We are doctors, authors, and reviewers. We are teachers, grant reviewers, and grant seekers. We are leaders in academic medicine. But we are first and foremost, by virtue of our membership in ASCI, ambassadors and models for the physician-scientist. The very principles that formed the ASCI are still deeply relevant, and they in no small part help shape the way we interact with our patients, with each other, and with the rest of the world.
In closing, it has been a privilege and an honor to be ASCI president.
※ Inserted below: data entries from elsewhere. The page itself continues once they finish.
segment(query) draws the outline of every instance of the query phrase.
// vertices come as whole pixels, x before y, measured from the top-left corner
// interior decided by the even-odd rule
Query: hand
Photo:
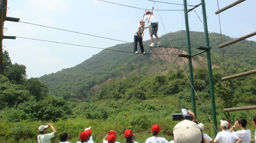
[[[48,125],[50,127],[52,127],[52,124],[47,124],[47,125]]]
[[[238,121],[236,121],[235,122],[234,122],[234,127],[237,127],[237,126],[239,126],[239,123],[238,123]]]
[[[194,113],[194,112],[193,111],[191,111],[190,110],[188,110],[187,113],[191,115],[191,116],[192,116],[192,117],[193,117],[194,121],[193,121],[195,122],[197,121],[197,119],[196,119],[196,116],[195,116],[195,113]]]

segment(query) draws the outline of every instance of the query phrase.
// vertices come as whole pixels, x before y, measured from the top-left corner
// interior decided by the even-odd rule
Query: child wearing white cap
[[[227,131],[228,126],[228,123],[227,121],[221,120],[220,126],[222,131],[217,134],[214,143],[218,141],[221,141],[221,143],[233,143],[235,141],[237,141],[237,143],[241,142],[242,140],[238,136]]]
[[[238,136],[242,140],[242,143],[251,142],[251,131],[245,128],[247,125],[247,121],[244,118],[241,118],[236,121],[234,126],[229,130],[229,131]],[[233,132],[237,127],[239,127],[241,131]]]
[[[49,126],[53,132],[47,134],[47,128]],[[51,143],[51,138],[54,137],[54,135],[57,133],[51,124],[47,124],[46,126],[41,125],[39,126],[38,131],[41,133],[41,134],[37,136],[37,141],[39,143]]]
[[[201,131],[203,133],[204,137],[208,141],[209,141],[209,142],[210,142],[210,143],[213,143],[214,142],[214,140],[212,140],[212,139],[211,138],[210,138],[210,137],[209,137],[208,135],[208,134],[207,134],[206,133],[203,133],[203,131],[204,129],[204,124],[203,124],[202,123],[200,123],[200,124],[198,124],[198,127],[199,127],[199,128],[200,128]]]

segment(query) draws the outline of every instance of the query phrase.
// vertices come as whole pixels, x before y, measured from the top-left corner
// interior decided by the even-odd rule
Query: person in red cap
[[[142,24],[145,23],[145,21],[148,21],[150,22],[150,25],[148,26],[150,27],[150,39],[151,40],[151,44],[149,46],[150,47],[153,47],[155,46],[155,44],[154,44],[154,39],[153,39],[153,35],[156,37],[156,39],[157,41],[157,47],[160,47],[162,46],[161,43],[159,41],[159,38],[158,38],[158,36],[157,36],[157,31],[158,31],[158,22],[156,19],[155,16],[154,16],[153,13],[147,10],[145,13],[146,15],[144,16],[143,20],[142,22]]]
[[[145,143],[169,143],[165,138],[159,137],[159,133],[161,128],[158,126],[158,125],[155,125],[152,127],[152,133],[153,134],[153,136],[147,138]]]
[[[88,132],[87,131],[83,131],[80,134],[81,141],[77,141],[76,143],[88,142]]]
[[[120,143],[116,141],[116,132],[115,131],[111,130],[103,138],[103,143]]]
[[[133,140],[133,132],[130,129],[126,130],[124,131],[124,137],[126,143],[138,143],[138,142]]]
[[[142,44],[142,37],[143,36],[144,30],[145,30],[147,27],[146,27],[145,26],[145,24],[142,24],[143,21],[143,19],[140,20],[140,25],[138,26],[138,30],[134,35],[134,46],[133,48],[134,53],[135,54],[137,54],[139,53],[137,51],[138,50],[137,48],[138,42],[139,42],[139,44],[140,45],[140,51],[141,51],[141,53],[142,53],[143,54],[146,54],[146,52],[144,51],[144,47]]]
[[[91,134],[92,133],[92,129],[91,129],[91,127],[87,128],[86,128],[84,131],[87,131],[87,130],[89,131],[89,138],[90,139],[88,139],[88,142],[91,142],[91,143],[94,143],[94,142],[93,141],[93,136]]]
[[[94,142],[92,140],[92,137],[91,137],[91,133],[92,133],[92,130],[91,129],[91,128],[88,129],[87,130],[86,129],[86,130],[84,131],[84,132],[86,132],[87,133],[87,134],[88,135],[88,142],[90,142],[90,143],[94,143]],[[92,139],[91,139],[91,138],[92,138]]]

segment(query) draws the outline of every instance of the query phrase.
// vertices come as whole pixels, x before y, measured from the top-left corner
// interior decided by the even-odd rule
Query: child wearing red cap
[[[124,136],[126,143],[138,143],[138,142],[133,140],[133,132],[130,129],[126,130],[124,131]]]
[[[103,143],[120,143],[116,141],[116,131],[111,130],[103,138]]]
[[[158,133],[161,128],[158,125],[155,125],[152,127],[152,133],[153,136],[147,138],[145,143],[169,143],[165,138],[159,137]]]
[[[87,131],[83,131],[80,134],[80,141],[77,141],[76,143],[85,143],[88,142],[88,138],[89,136],[88,135],[88,132]]]

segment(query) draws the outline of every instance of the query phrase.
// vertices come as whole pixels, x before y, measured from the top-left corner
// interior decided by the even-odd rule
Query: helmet
[[[150,14],[151,14],[151,12],[150,12],[150,11],[149,11],[149,10],[147,10],[147,11],[146,11],[146,12],[145,12],[145,13],[146,14],[146,13],[148,13],[148,12],[150,12]]]

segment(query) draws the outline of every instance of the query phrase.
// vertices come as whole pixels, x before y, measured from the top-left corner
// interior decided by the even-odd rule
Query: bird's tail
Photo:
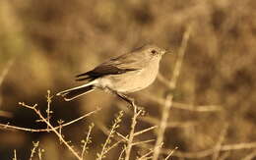
[[[95,90],[94,81],[61,91],[56,95],[61,95],[66,101],[70,101],[93,90]]]

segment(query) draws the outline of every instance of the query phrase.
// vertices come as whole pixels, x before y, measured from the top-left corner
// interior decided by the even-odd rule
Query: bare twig
[[[121,122],[122,117],[123,117],[123,111],[120,111],[119,114],[116,116],[116,118],[114,120],[114,123],[111,127],[110,133],[107,135],[107,138],[106,138],[104,144],[102,145],[101,152],[96,154],[96,160],[101,160],[101,159],[105,158],[105,154],[108,151],[107,145],[110,143],[110,140],[113,137],[113,134],[114,134],[116,129],[119,128],[119,124]]]
[[[29,108],[33,110],[36,115],[42,120],[49,128],[51,131],[59,137],[59,139],[67,146],[67,148],[76,156],[77,159],[82,160],[82,158],[78,155],[78,153],[73,149],[72,146],[68,144],[68,142],[63,138],[63,136],[57,132],[57,130],[41,115],[40,111],[36,109],[37,104],[34,104],[33,106],[30,106],[25,104],[24,102],[19,103],[21,106]]]
[[[220,149],[222,147],[222,144],[224,140],[224,136],[226,134],[226,132],[227,132],[227,128],[228,128],[228,125],[225,124],[221,134],[220,134],[220,137],[219,137],[219,140],[217,142],[217,145],[216,145],[216,151],[215,151],[215,154],[213,155],[213,160],[218,160],[219,159],[219,155],[220,155]]]
[[[82,142],[84,143],[83,144],[83,149],[82,149],[82,153],[81,153],[81,157],[84,159],[84,155],[85,153],[88,151],[88,144],[90,144],[92,142],[91,140],[91,137],[90,137],[90,134],[92,133],[92,130],[93,128],[95,127],[95,124],[92,124],[89,126],[89,131],[88,131],[88,133],[87,133],[87,138],[86,140],[82,140]]]
[[[147,148],[151,147],[151,145],[146,145]],[[241,142],[241,143],[235,143],[235,144],[225,144],[222,145],[220,148],[220,151],[231,151],[231,150],[241,150],[241,149],[253,149],[256,148],[256,141],[254,142]],[[171,151],[171,149],[165,149],[161,148],[160,152],[162,154],[168,154]],[[206,149],[202,151],[196,151],[196,152],[181,152],[181,151],[175,151],[173,153],[173,156],[180,157],[180,158],[203,158],[210,156],[216,152],[216,148]]]
[[[160,143],[160,145],[159,145],[158,147],[161,147],[163,143]],[[148,156],[151,155],[152,153],[154,153],[155,148],[151,149],[149,152],[147,152],[146,154],[144,154],[143,156],[141,156],[140,158],[138,158],[138,160],[145,160],[148,159]]]
[[[92,111],[90,113],[87,113],[73,121],[70,121],[68,123],[65,123],[65,124],[62,124],[61,126],[57,126],[57,127],[54,127],[55,130],[59,130],[61,127],[67,127],[69,125],[72,125],[80,120],[83,120],[85,119],[86,117],[88,116],[91,116],[96,112],[98,112],[100,110],[100,108],[97,108],[96,110],[95,111]],[[52,132],[51,129],[38,129],[38,130],[35,130],[35,129],[29,129],[29,128],[21,128],[21,127],[16,127],[16,126],[11,126],[9,124],[0,124],[0,129],[2,130],[19,130],[19,131],[25,131],[25,132],[32,132],[32,133],[44,133],[44,132]]]
[[[174,151],[177,150],[177,149],[178,149],[177,146],[176,146],[174,149],[172,149],[172,150],[169,152],[169,154],[167,155],[167,157],[164,158],[164,160],[168,160],[169,157],[170,157],[170,156],[174,153]]]
[[[14,149],[14,158],[13,158],[13,160],[17,160],[16,149]]]
[[[35,153],[35,150],[36,148],[39,146],[39,141],[37,142],[32,142],[32,152],[31,152],[31,157],[30,157],[30,160],[32,159],[34,153]]]
[[[174,67],[174,71],[173,71],[173,75],[172,75],[172,79],[169,81],[169,89],[173,90],[176,87],[176,82],[179,77],[179,73],[181,71],[181,65],[183,62],[183,57],[185,55],[185,50],[186,50],[186,46],[187,46],[187,42],[190,36],[190,31],[191,31],[191,26],[188,27],[187,30],[185,31],[185,33],[183,34],[183,38],[182,38],[182,42],[181,42],[181,46],[179,48],[178,51],[178,57],[177,57],[177,61]],[[159,159],[159,155],[160,155],[160,147],[158,147],[160,143],[162,143],[163,141],[163,134],[167,126],[167,119],[168,119],[168,115],[169,115],[169,109],[172,106],[172,98],[173,95],[170,93],[166,96],[165,102],[164,102],[164,106],[162,109],[162,114],[161,114],[161,120],[160,120],[160,129],[158,132],[158,139],[157,142],[155,144],[155,149],[154,149],[154,154],[153,154],[153,160],[158,160]]]

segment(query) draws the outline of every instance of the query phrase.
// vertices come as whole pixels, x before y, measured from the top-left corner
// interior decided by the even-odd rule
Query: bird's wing
[[[107,75],[119,75],[131,71],[141,70],[143,67],[142,64],[138,63],[138,59],[130,54],[124,54],[119,57],[112,58],[96,67],[92,71],[80,74],[76,76],[76,78],[78,78],[77,80],[95,80]]]

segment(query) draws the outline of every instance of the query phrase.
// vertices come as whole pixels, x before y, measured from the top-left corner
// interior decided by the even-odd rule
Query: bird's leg
[[[130,103],[133,107],[136,106],[135,104],[135,100],[123,93],[120,93],[120,92],[116,92],[116,95],[119,96],[120,98],[122,98],[123,100],[125,100],[126,102]]]
[[[129,96],[123,94],[123,93],[120,93],[120,92],[118,92],[118,91],[116,91],[116,90],[113,90],[113,89],[111,89],[111,88],[109,88],[109,87],[105,87],[105,89],[106,89],[106,91],[108,91],[108,92],[110,92],[110,93],[113,93],[113,94],[117,95],[119,98],[121,98],[122,100],[128,102],[128,103],[131,104],[133,107],[136,106],[135,100],[134,100],[133,98],[131,98],[131,97],[129,97]]]

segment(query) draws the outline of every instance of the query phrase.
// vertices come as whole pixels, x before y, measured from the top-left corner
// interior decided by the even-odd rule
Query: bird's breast
[[[149,86],[156,80],[159,63],[151,63],[147,67],[120,75],[109,75],[98,80],[99,87],[108,87],[118,92],[134,92]]]

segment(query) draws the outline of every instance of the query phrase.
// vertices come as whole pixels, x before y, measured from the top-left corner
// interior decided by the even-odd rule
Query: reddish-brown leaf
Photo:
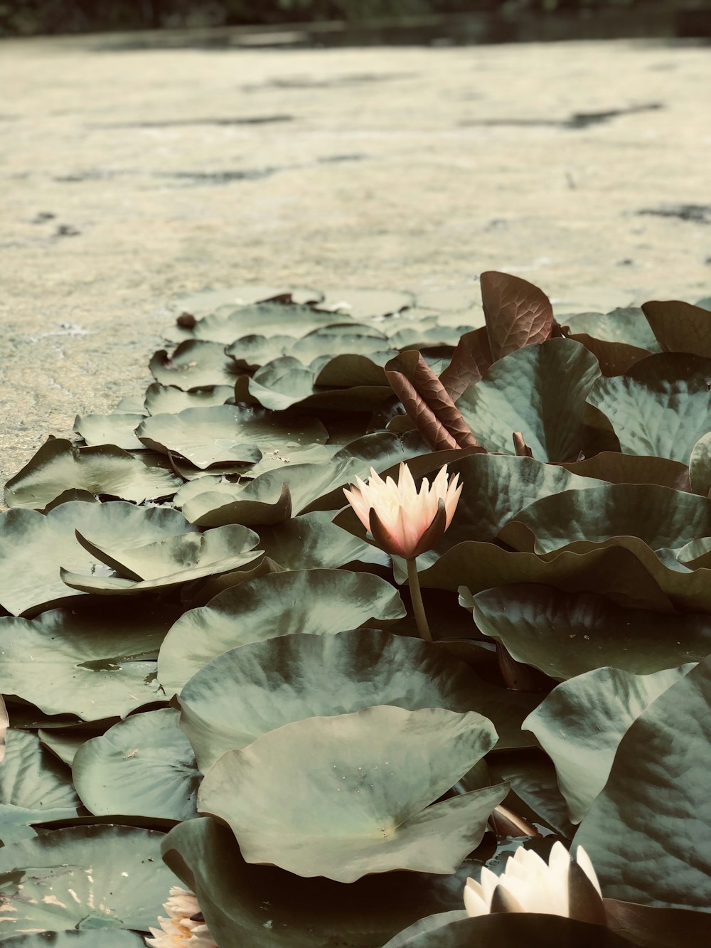
[[[440,375],[451,400],[456,402],[465,389],[483,378],[493,361],[486,327],[465,333],[452,354],[451,362]]]
[[[385,374],[432,450],[479,447],[444,385],[417,350],[391,359]]]
[[[711,356],[709,310],[679,300],[652,300],[642,310],[665,352]]]
[[[551,337],[555,320],[545,293],[520,277],[486,270],[480,278],[491,355],[509,353]]]

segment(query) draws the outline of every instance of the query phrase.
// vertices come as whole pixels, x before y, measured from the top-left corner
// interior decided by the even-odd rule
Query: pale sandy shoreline
[[[562,309],[711,295],[709,87],[706,49],[656,41],[3,42],[0,481],[142,391],[182,292],[502,269]]]

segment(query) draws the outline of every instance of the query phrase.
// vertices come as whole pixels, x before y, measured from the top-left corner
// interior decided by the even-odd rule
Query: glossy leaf
[[[0,603],[15,615],[49,609],[79,592],[62,581],[70,572],[110,574],[108,568],[79,543],[76,531],[98,545],[120,546],[155,540],[194,530],[176,510],[142,508],[115,501],[73,501],[46,515],[10,510],[0,515]]]
[[[232,359],[225,355],[221,342],[203,339],[181,342],[172,356],[165,349],[159,350],[151,359],[149,368],[159,385],[174,386],[184,392],[234,385],[240,374]]]
[[[46,714],[122,717],[164,700],[155,657],[174,607],[103,600],[34,620],[0,618],[3,689]]]
[[[477,710],[489,717],[507,712],[506,738],[513,740],[516,710],[498,691],[446,650],[419,639],[374,629],[328,636],[301,632],[232,648],[206,665],[180,693],[180,726],[203,771],[225,751],[246,747],[283,724],[374,704]]]
[[[56,438],[8,482],[5,501],[41,509],[65,490],[84,490],[142,503],[173,497],[182,483],[159,456],[132,455],[113,445],[80,448]]]
[[[340,632],[404,614],[398,592],[378,576],[339,570],[273,573],[226,590],[181,616],[161,647],[158,678],[173,694],[237,646],[295,632]]]
[[[556,764],[573,823],[580,822],[605,787],[629,727],[692,667],[650,675],[596,668],[559,684],[523,721]]]
[[[574,840],[608,897],[708,911],[709,703],[707,658],[652,702],[622,738],[605,790]]]
[[[69,775],[27,731],[9,730],[0,764],[0,840],[34,836],[30,824],[77,815]]]
[[[503,913],[478,919],[424,920],[384,948],[629,948],[629,942],[599,925],[554,915]]]
[[[323,443],[328,437],[317,420],[283,421],[265,411],[233,405],[153,415],[140,425],[137,434],[149,447],[177,451],[203,469],[234,462],[253,464],[264,451],[288,454],[293,446]]]
[[[163,834],[121,826],[56,830],[0,849],[10,884],[0,938],[39,931],[146,931],[162,914],[173,874]],[[108,941],[108,944],[111,944]]]
[[[585,399],[599,372],[579,343],[549,339],[495,362],[457,408],[489,451],[513,454],[520,431],[538,461],[574,461],[586,447]]]
[[[125,813],[189,820],[200,774],[173,708],[132,715],[77,751],[72,775],[96,815]]]
[[[163,858],[197,892],[220,948],[332,948],[335,942],[380,948],[420,916],[461,905],[465,879],[475,871],[465,863],[450,877],[389,872],[350,884],[302,879],[246,863],[232,831],[209,818],[172,830]]]
[[[259,542],[257,534],[237,524],[203,534],[179,534],[129,548],[106,549],[79,531],[77,539],[115,574],[95,576],[62,570],[62,578],[72,589],[101,595],[155,592],[206,576],[253,568],[262,553],[254,549]]]
[[[613,665],[649,675],[711,652],[711,616],[625,609],[594,592],[501,586],[474,596],[478,628],[556,679]]]
[[[711,362],[659,353],[625,375],[601,378],[588,401],[607,417],[626,454],[688,464],[696,442],[711,428]]]
[[[228,823],[247,862],[297,875],[350,883],[399,868],[450,873],[507,788],[428,805],[495,739],[481,715],[442,708],[308,718],[224,754],[205,775],[198,809]]]

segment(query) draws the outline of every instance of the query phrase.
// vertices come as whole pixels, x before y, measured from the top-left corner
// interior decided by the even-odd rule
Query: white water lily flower
[[[424,479],[419,492],[412,473],[401,464],[397,483],[385,481],[371,467],[367,482],[356,478],[350,490],[344,489],[348,502],[363,526],[386,553],[414,559],[440,539],[452,521],[462,493],[459,474],[447,476],[447,465],[431,485]]]
[[[145,939],[151,948],[218,948],[202,921],[200,905],[192,892],[179,885],[172,886],[163,908],[168,918],[158,918],[160,929],[150,928],[153,937]]]
[[[595,870],[581,846],[577,848],[574,861],[601,897]],[[499,912],[539,912],[577,918],[577,914],[570,909],[568,877],[571,862],[570,853],[562,843],[554,845],[547,865],[538,853],[520,847],[515,855],[509,857],[501,876],[484,866],[481,884],[473,879],[466,880],[466,914],[488,915],[492,910],[492,900],[495,900],[494,907]]]

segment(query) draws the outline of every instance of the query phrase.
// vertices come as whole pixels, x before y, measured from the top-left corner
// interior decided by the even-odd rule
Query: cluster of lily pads
[[[8,483],[0,941],[139,946],[175,884],[220,948],[709,940],[711,301],[481,283],[186,298]],[[343,494],[401,462],[463,485],[432,642]],[[601,910],[467,917],[559,841]]]

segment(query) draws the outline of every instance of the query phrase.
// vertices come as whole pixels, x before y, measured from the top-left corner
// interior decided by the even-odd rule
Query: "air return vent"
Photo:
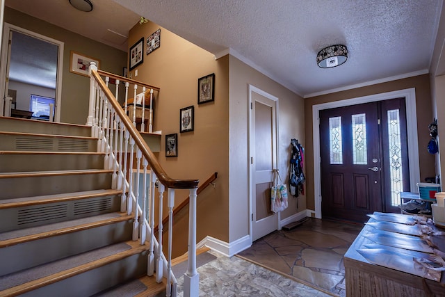
[[[58,150],[64,152],[88,152],[88,141],[86,139],[59,139]]]
[[[17,225],[33,224],[67,216],[67,204],[42,206],[21,209],[18,211]]]
[[[111,198],[79,201],[74,203],[74,215],[80,216],[85,214],[103,212],[111,209]]]
[[[53,140],[17,137],[15,138],[15,148],[24,150],[53,150]]]

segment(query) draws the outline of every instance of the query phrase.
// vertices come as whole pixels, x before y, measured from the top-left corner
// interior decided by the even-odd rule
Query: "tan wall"
[[[60,122],[85,124],[88,113],[90,79],[70,72],[70,51],[100,60],[100,68],[122,74],[127,53],[42,20],[5,7],[5,22],[64,42]]]
[[[303,99],[245,64],[230,56],[230,111],[229,111],[229,163],[230,163],[230,242],[248,234],[248,86],[251,84],[278,97],[278,168],[283,182],[289,175],[290,143],[298,139],[305,146],[305,114]],[[284,180],[285,179],[285,180]],[[288,209],[282,212],[282,220],[305,209],[305,196],[289,196]]]
[[[315,209],[314,198],[314,154],[312,135],[312,106],[322,103],[356,98],[362,96],[416,88],[416,108],[417,112],[417,131],[419,134],[419,158],[420,177],[435,176],[435,156],[429,154],[426,146],[430,141],[428,125],[432,121],[430,81],[428,74],[410,77],[394,81],[348,90],[342,92],[305,99],[305,121],[306,135],[306,177],[307,184],[307,208]]]
[[[444,177],[445,174],[445,150],[440,145],[440,140],[445,139],[445,115],[444,115],[444,111],[445,111],[445,75],[442,75],[434,78],[435,88],[434,95],[435,96],[435,103],[437,104],[436,108],[437,110],[437,134],[438,134],[438,143],[439,143],[439,154],[437,156],[438,163],[439,168],[437,170],[437,173],[441,175],[441,182],[443,184]],[[442,191],[445,191],[445,188],[442,187]]]
[[[159,28],[152,22],[137,24],[130,31],[129,49]],[[199,179],[200,185],[213,172],[218,174],[216,186],[210,186],[198,196],[197,242],[207,235],[222,241],[229,238],[228,61],[227,57],[216,61],[213,54],[161,28],[160,47],[149,55],[144,53],[143,63],[131,72],[134,79],[161,88],[155,99],[153,129],[162,131],[159,160],[168,174],[177,179]],[[197,104],[197,79],[211,73],[216,78],[215,101]],[[195,109],[194,131],[179,133],[179,109],[190,106]],[[175,133],[178,156],[165,158],[165,136]],[[176,204],[187,195],[177,191]],[[179,255],[186,251],[188,211],[175,216],[175,222],[173,254]]]

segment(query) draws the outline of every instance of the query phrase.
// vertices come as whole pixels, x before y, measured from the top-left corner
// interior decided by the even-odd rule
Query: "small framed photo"
[[[90,63],[95,62],[97,69],[100,69],[100,61],[88,57],[76,51],[70,51],[70,72],[90,77]]]
[[[136,66],[144,63],[144,38],[143,37],[136,43],[130,47],[130,71]]]
[[[207,75],[197,80],[197,104],[215,100],[215,74]]]
[[[179,111],[179,131],[193,131],[194,106],[185,107]]]
[[[148,36],[147,38],[147,54],[149,54],[161,46],[161,29]]]
[[[178,156],[178,134],[165,135],[165,156]]]

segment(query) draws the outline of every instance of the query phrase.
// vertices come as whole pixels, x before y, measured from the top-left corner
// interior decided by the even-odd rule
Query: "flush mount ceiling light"
[[[88,13],[92,10],[92,3],[90,0],[68,0],[70,3],[81,11]]]
[[[321,68],[339,66],[348,60],[346,45],[336,45],[325,47],[317,54],[317,64]]]

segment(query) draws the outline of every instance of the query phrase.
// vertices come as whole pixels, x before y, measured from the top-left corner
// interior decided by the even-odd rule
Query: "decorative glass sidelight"
[[[403,191],[402,149],[400,121],[398,109],[388,111],[388,144],[389,147],[389,178],[391,182],[391,204],[396,207]]]
[[[331,164],[343,164],[341,117],[329,118],[329,147]]]
[[[366,149],[366,116],[365,113],[352,115],[353,122],[353,163],[368,163]]]

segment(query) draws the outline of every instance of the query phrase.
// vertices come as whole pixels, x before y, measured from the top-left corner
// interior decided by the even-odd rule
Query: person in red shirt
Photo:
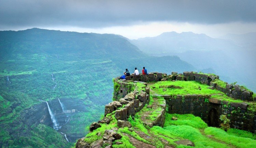
[[[143,67],[143,69],[142,70],[142,74],[147,75],[148,75],[147,70],[145,69],[145,67]]]

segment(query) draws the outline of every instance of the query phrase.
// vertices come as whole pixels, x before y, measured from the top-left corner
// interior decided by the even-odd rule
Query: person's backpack
[[[120,77],[120,79],[125,79],[125,76],[124,75],[123,75]]]

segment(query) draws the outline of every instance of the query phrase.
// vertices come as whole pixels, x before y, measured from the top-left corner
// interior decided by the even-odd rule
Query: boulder
[[[79,139],[77,140],[75,144],[75,148],[89,148],[90,144],[84,141],[85,137]]]
[[[123,106],[123,105],[122,105],[121,103],[120,103],[120,102],[118,102],[117,101],[114,101],[110,103],[111,104],[114,104],[114,105],[116,106],[117,107],[120,107]]]
[[[131,100],[135,98],[135,93],[133,92],[129,93],[126,95],[125,97]]]
[[[105,106],[105,116],[107,114],[111,113],[115,110],[115,106],[113,104],[107,104]]]
[[[126,77],[125,79],[126,80],[126,81],[129,81],[129,80],[131,80],[131,76],[127,76],[127,77]]]
[[[129,101],[127,101],[124,98],[121,98],[119,99],[119,101],[122,104],[126,104],[129,103]]]
[[[161,81],[166,81],[166,78],[163,78],[161,79]]]
[[[172,117],[172,120],[177,120],[178,119],[178,118],[176,118],[176,117],[174,117],[173,116]]]
[[[187,146],[195,146],[194,143],[189,140],[181,140],[174,141],[174,142],[179,145],[182,145]]]
[[[208,88],[209,89],[212,89],[212,90],[213,90],[214,89],[214,87],[213,86],[210,86],[210,87],[208,87],[207,88]]]
[[[235,85],[234,86],[235,90],[237,91],[241,91],[241,88],[238,85]]]
[[[122,144],[123,144],[123,142],[119,142],[119,141],[117,141],[116,142],[116,144],[117,145],[120,145]]]
[[[118,120],[117,126],[119,127],[128,127],[130,128],[131,127],[131,124],[129,121]]]
[[[101,126],[100,124],[96,122],[94,122],[90,126],[90,131],[93,131],[94,130],[101,127]]]

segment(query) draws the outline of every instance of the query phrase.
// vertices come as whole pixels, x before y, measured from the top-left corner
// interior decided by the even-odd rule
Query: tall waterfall
[[[63,111],[63,112],[64,113],[65,113],[65,114],[66,114],[66,112],[65,111],[65,107],[64,107],[64,105],[62,104],[62,103],[61,103],[61,102],[60,101],[60,100],[59,100],[59,98],[58,98],[58,99],[59,100],[59,104],[60,104],[60,106],[61,106],[61,108],[62,108],[62,111]],[[66,118],[66,119],[65,120],[65,121],[66,122],[66,124],[67,124],[68,122],[69,121],[69,118],[68,117],[69,116],[67,114],[66,114],[66,115],[67,115],[67,118]]]
[[[49,111],[49,113],[50,114],[50,115],[51,115],[51,118],[52,119],[52,121],[53,123],[53,128],[55,130],[58,130],[60,129],[61,127],[61,126],[60,126],[59,124],[57,123],[57,121],[55,118],[54,115],[53,113],[52,112],[52,111],[50,108],[50,107],[49,106],[48,103],[47,102],[47,101],[44,101],[43,100],[39,100],[42,101],[43,101],[44,102],[45,102],[47,104],[47,106],[48,107],[48,111]]]
[[[52,74],[52,78],[53,79],[53,80],[55,81],[55,86],[54,86],[54,87],[53,87],[53,90],[54,90],[54,89],[55,89],[55,88],[56,87],[56,86],[57,86],[57,82],[56,81],[56,80],[55,80],[55,79],[54,79],[54,78],[53,77],[53,74]]]

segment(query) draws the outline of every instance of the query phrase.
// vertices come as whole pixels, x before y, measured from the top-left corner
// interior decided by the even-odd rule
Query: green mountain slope
[[[111,101],[112,78],[125,68],[194,70],[177,56],[149,56],[118,35],[36,28],[0,32],[0,54],[3,147],[70,147],[103,113],[104,106]],[[58,98],[69,112],[62,112]],[[47,105],[39,99],[48,101],[63,125],[60,129],[52,128]]]

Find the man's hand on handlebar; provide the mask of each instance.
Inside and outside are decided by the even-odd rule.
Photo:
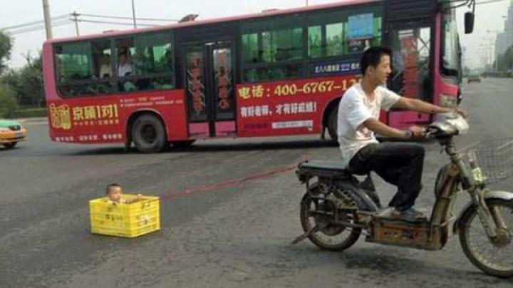
[[[420,126],[413,125],[408,128],[411,132],[411,139],[418,139],[424,137],[425,134],[425,128]]]
[[[423,138],[425,135],[425,128],[420,126],[413,125],[405,131],[404,138],[408,140],[415,140]]]

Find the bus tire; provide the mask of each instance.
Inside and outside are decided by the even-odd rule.
[[[167,144],[164,123],[151,114],[135,119],[132,125],[132,139],[137,150],[143,153],[160,152]]]
[[[331,141],[337,143],[338,136],[337,135],[337,126],[338,123],[338,107],[336,107],[330,111],[328,116],[328,133],[330,135]]]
Thank you for this rare opportunity. To the members of the ASCI council — thank you. You are a remarkable group of people. I also want to thank John Hawley, a thoughtful, talented, and devoted steward of the ASCI, and someone I am happy to call my friend. John, it is your work and that of Karen Guth as well that keeps the ASCI on track. To my colleagues at the AAP, it has been a pleasure working with you.
I would like to acknowledge a debt of profound gratitude to my uncle, Walter Mischel, my father’s brother, an outstanding scientist, one of the pioneers of modern psychology and a member of the National Academy of Sciences, for helping me find my voice — in this speech and in life in general. Most importantly, to my wife, Dr. Deborah Kado, and my daughters, Anna and Sarah, thank you for being here; you mean more to me than you can ever know.
This article is adapted from a presentation at the ASCI/AAP Joint Meeting, April 16, 2011, in Chicago, Illinois, USA.
Reference information: J Clin Invest. 2011;121(8):3357–3359. doi:10.1172/JCI59686.